According to the statement, “Seventh-day Adventists understand ordination, in a biblical sense, as the action of the church in publicly recognizing those whom the Lord has called and equipped for local and global church ministry.” Biblical examples of ordained persons include elders/supervising elders and deacons, the document says, as well as “elders who were itinerant and supervised greater territory with multiple congregations.”

Explaining the role of an ordained person, the statement continues: “In the act of ordination the church confers representative authority upon individuals for the specific work of ministry to which they are appointed. These may include representing the church; proclaiming the gospel; administering the Lord’s Supper and baptism; planting and organizing churches; guiding and nurturing members; opposing false teachings; and providing general service to the congregation.”

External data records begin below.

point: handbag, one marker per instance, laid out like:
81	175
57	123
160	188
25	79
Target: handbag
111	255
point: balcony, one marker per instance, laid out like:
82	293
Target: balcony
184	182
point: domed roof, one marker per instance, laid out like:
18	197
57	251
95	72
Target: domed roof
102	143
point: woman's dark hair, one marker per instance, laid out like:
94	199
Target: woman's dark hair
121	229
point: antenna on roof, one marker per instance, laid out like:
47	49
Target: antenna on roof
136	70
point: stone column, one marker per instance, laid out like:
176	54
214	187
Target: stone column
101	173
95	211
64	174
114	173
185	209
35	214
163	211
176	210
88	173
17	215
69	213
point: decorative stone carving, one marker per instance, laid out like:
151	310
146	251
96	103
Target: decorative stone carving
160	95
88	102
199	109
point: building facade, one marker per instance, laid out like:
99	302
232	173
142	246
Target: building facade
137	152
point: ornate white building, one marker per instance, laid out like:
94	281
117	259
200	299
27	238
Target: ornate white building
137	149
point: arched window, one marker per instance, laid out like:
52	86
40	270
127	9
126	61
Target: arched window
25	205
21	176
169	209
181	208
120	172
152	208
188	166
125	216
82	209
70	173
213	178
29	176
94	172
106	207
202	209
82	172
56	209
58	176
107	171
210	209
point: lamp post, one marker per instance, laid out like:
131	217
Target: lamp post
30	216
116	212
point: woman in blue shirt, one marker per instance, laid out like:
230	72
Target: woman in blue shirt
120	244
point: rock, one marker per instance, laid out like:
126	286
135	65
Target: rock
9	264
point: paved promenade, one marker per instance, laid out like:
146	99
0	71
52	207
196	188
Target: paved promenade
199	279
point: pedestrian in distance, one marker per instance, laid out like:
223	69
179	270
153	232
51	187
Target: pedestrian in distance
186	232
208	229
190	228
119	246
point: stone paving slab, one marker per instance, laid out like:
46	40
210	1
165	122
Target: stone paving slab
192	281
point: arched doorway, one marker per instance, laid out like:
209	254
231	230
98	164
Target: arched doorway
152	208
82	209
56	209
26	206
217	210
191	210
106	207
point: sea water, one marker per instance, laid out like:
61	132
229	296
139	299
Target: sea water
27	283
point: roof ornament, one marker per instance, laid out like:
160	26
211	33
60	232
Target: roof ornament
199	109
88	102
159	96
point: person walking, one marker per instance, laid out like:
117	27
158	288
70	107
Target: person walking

Unlike the beliefs of some other Christian faiths, however, Seventh-day Adventist ordination “neither conveys special qualities to the persons ordained nor introduces a kingly hierarchy within the faith community.”

The statement concludes by noting “the ultimate model of Christian ministry is the life and work of our Lord, who came not to be served but to serve.”

The approval of the document came on the second day of the second 2013 gathering of TOSC members, who met at a private, non-church conference center near the Baltimore/Washington International Thurgood Marshall Airport. Delegates included church pastors, lay members, scholars and officers from throughout the Seventh-day Adventist global community, with Artur Stele, a general vice president of the world church and director of the General Conference Biblical Research Institute, as chairman. Geoffrey Mbwana, another general vice president, is vice chair.

“This is the first time the church has taken a serious study to develop a theology of ordination,” Mbwana said shortly after the vote. “It’s critical that before we discuss any issue of ordination, we actually understand a theology of ordination. Today, I think a milestone is beginning to happen: that a consensus statement has been accepted to be recommended to the General Conference, the Annual Council and then to the [GC] Session to be adopted as a statement of a theology of ordination.”

Agreeing on a theology of ordination is preparatory to the TOSC’s other task, discussing the ordination of women to the gospel ministry. The subject has been debated among Seventh-day Adventists for years, with the worldwide General Conference Sessions of 1990 and 1995 declining to permit such ordinations. The TOSC is charged with producing material for discussion and making recommendations that will be acted upon at the church’s July 2015 world session, due to be held in San Antonio, Texas.

According to Bill Knott, Adventist Review editor and a member of the TOSC, “If the church can reach consensus on a common theology of ordination, it offers hope that it may also find a solution that honors the strongly held convictions on both sides of this issue.”

Committee meetings continue through Wednesday, July 24.